Studio
Sucker Punch
Artist Pat Snow understands the impact of telling a good story.
by Brett Levine, Photography by Beau Gustafson

Looking at Pat Snow’s art is a little like being hit unexpectedly. It’s not so much the medium, it’s the message. You see, Pat Snow is a storyteller, and somehow he bridges the supposed gaps between words and language to make large scale hybrids of the two.
Art has always been a part of Snow’s life. “My aunt had a ceramics shop where you could make pieces with slip cast molds,” he recounts, “and we would visit her and paint on plates.”
Later, he visited regularly with the folk artist Howard Finster. “I actually met a lot of Alabama folk and outsider artists in my early years going to the Kentuck Arts Festival,” he explains, “and I was always interested in their approaches to representation.”
Snow trained with the artist Robert Colescott, who was known for his sense of humor and his capacity for satire. “We talked about humor a lot,” Snow says with a laugh, “how to use it, and why to use it. I realized that it was more acceptable to explore or express certain issues in this context, and how you can use humor to exaggerate or manipulate.”
His works are predominantly drawings. “I use mainly ink, watercolors and gouache,” Snow notes, “which are very traditional media. This seems to create a context that people understand.”
After earning his MFA, he began teaching university students. But after a series of unexpected events, he found himself rethinking his entire arts practice. “In 2001 I basically lost everything, and as part of starting over I realized I wanted to start over artistically. I wanted to work more simply.” He began making small drawings, working to create a new foundation. “I realized that the more specific I made my work, the more universal it seemed to become.”
This led to a massive undertaking. Snow created a work with a thousand small drawings, entitled “Six Pack Days and Bourbon Nights.” It was here that his understanding of the focus for his new works became clear. “I understood that everyone basically shares the same experiences, love, life and death, and so I started to talk about my experiences.” At the same time, he began to work on a much larger scale. “I realized that I could create images on a human scale that would really engage viewers, get them in and grab them,” Snow muses.

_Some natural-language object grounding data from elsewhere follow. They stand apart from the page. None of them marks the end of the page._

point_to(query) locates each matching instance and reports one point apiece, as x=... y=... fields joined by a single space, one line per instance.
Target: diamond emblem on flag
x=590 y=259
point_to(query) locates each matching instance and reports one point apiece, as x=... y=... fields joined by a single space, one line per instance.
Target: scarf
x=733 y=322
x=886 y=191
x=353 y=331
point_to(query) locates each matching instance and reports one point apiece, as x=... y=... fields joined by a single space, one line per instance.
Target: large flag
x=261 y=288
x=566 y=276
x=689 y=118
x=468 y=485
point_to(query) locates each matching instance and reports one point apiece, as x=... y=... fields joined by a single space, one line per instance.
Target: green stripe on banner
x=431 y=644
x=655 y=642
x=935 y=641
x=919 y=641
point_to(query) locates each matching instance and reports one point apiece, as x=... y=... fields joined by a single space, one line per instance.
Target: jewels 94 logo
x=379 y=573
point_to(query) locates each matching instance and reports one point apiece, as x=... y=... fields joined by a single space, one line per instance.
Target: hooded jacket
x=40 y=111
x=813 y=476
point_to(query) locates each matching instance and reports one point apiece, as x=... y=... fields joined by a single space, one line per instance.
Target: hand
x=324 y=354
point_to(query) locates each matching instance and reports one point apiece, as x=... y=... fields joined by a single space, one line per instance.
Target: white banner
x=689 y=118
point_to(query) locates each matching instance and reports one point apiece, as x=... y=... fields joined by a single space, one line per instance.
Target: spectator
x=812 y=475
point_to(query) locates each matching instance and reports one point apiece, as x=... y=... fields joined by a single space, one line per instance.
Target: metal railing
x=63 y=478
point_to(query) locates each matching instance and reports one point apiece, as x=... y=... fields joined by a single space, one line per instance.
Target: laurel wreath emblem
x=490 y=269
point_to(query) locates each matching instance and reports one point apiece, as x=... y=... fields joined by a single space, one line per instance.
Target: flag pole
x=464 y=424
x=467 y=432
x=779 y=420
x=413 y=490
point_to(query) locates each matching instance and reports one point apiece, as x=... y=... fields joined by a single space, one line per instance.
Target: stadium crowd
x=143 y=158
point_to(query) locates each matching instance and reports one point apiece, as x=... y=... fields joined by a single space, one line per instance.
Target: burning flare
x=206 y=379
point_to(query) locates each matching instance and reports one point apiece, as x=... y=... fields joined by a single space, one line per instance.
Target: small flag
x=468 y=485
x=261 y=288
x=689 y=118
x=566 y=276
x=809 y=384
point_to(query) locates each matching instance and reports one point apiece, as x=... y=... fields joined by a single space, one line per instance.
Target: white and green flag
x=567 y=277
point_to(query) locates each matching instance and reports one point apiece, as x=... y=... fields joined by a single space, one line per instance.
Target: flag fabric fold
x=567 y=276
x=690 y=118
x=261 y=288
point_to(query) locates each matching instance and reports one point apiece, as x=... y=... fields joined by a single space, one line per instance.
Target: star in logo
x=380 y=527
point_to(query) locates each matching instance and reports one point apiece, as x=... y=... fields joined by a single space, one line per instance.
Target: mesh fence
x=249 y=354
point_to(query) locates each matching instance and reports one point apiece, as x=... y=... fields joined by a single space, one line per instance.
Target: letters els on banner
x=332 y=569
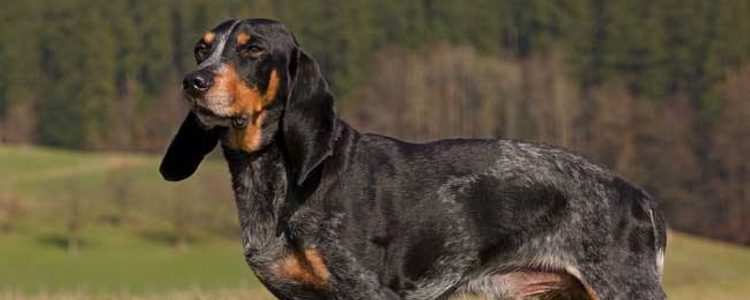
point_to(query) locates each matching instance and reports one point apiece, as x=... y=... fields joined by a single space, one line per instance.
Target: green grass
x=111 y=260
x=136 y=259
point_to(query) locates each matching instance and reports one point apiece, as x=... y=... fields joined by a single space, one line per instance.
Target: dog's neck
x=259 y=183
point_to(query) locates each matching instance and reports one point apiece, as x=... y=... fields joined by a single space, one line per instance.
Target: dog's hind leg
x=609 y=282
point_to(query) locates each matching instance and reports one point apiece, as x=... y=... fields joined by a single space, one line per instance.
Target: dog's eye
x=252 y=50
x=201 y=51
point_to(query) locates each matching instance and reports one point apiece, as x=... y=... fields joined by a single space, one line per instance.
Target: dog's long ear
x=187 y=149
x=309 y=119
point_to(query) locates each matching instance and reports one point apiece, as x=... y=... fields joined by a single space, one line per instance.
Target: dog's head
x=253 y=86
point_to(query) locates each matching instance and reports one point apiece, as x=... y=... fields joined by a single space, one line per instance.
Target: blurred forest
x=657 y=90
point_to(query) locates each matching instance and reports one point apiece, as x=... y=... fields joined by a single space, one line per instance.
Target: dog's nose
x=197 y=82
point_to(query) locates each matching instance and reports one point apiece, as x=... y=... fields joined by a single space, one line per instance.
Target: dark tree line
x=655 y=89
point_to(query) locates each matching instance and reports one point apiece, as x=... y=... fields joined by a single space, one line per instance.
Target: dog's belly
x=524 y=283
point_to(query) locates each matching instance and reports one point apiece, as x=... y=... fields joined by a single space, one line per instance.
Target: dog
x=328 y=212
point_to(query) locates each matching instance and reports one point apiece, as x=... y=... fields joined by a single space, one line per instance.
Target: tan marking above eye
x=243 y=38
x=209 y=37
x=306 y=267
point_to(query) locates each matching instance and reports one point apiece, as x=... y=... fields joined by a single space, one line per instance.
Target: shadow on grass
x=60 y=240
x=165 y=237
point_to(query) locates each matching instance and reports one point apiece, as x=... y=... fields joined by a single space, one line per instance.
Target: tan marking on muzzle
x=246 y=101
x=209 y=37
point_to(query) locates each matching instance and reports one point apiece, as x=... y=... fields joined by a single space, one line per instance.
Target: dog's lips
x=210 y=118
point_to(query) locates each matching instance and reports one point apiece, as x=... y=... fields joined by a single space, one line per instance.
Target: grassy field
x=137 y=259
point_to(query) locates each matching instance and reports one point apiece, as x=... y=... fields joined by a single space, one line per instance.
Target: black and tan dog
x=331 y=213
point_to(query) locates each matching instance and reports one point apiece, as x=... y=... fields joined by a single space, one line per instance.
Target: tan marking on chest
x=306 y=267
x=250 y=102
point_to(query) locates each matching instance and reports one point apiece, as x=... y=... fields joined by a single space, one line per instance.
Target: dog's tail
x=650 y=207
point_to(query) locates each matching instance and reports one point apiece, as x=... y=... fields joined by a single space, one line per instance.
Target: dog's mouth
x=210 y=119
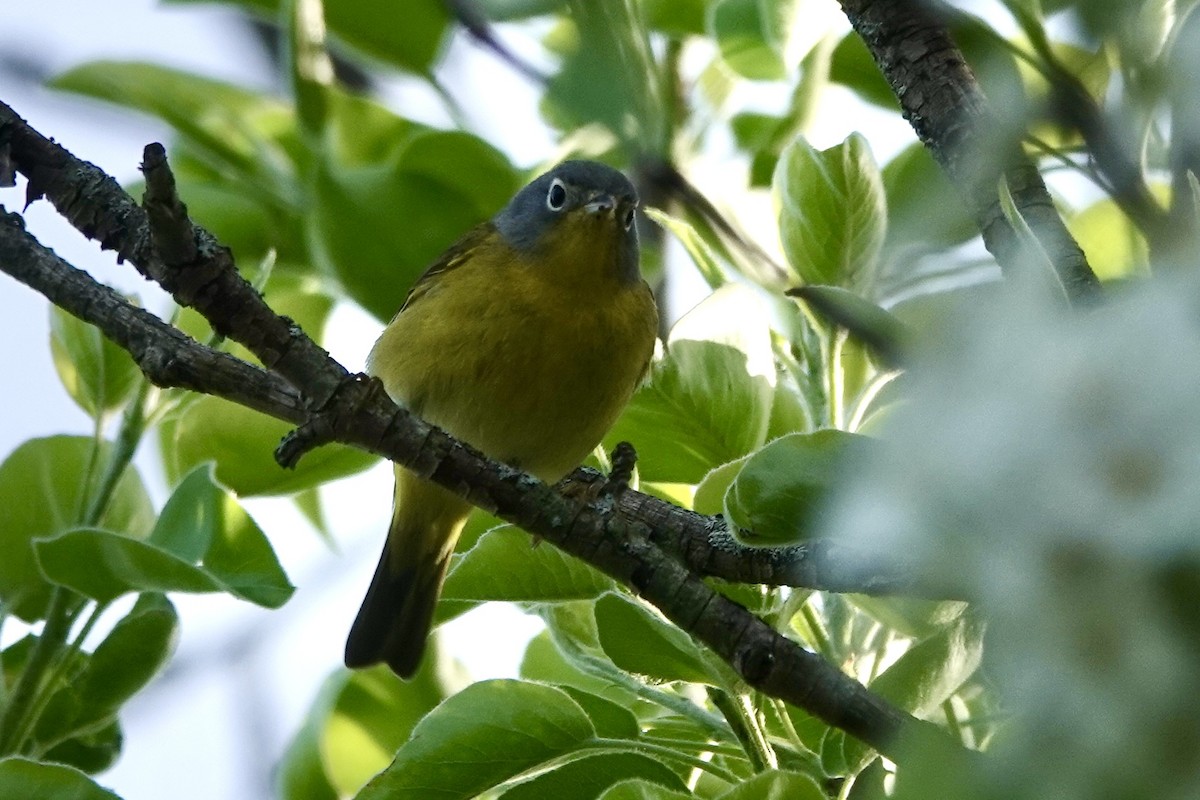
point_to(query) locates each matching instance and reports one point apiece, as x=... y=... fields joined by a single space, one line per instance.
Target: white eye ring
x=556 y=198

Obviously, this focus paid off. In June, Snow was awarded a Visual Arts Fellowship from the Alabama State Council on the Arts. In September, an exhibition of six large scale drawings opens at Birmingham’s Space One Eleven. For Snow, the exhibition marks what he terms “a culmination of my artistic development so far.” He explains, “It’s not a survey show. Instead, it will create an opportunity for people to look at the different types of narrative I’ve been producing.”
The challenge for viewers will be to separate truth from fiction, if such a separation is possible at all. “Since my works have both text and image, I leave it up to the viewer to figure out what’s true. Some stories are made up, some are true, and some mix fact and fiction.”
Snow understands his works don’t seem to follow the traditional rules of art. “There’s no room for first person narrative in the gallery context,” he laughs, “but we’re really used to it in folk art and graphic design.”
For now, Pat Snow is part fine artist, part gag artist, and part storyteller. “In my works, and in the stories they tell, you have to find the twist, and the turn, and the punch,” he smiles, “but remember to never trust the narrator.”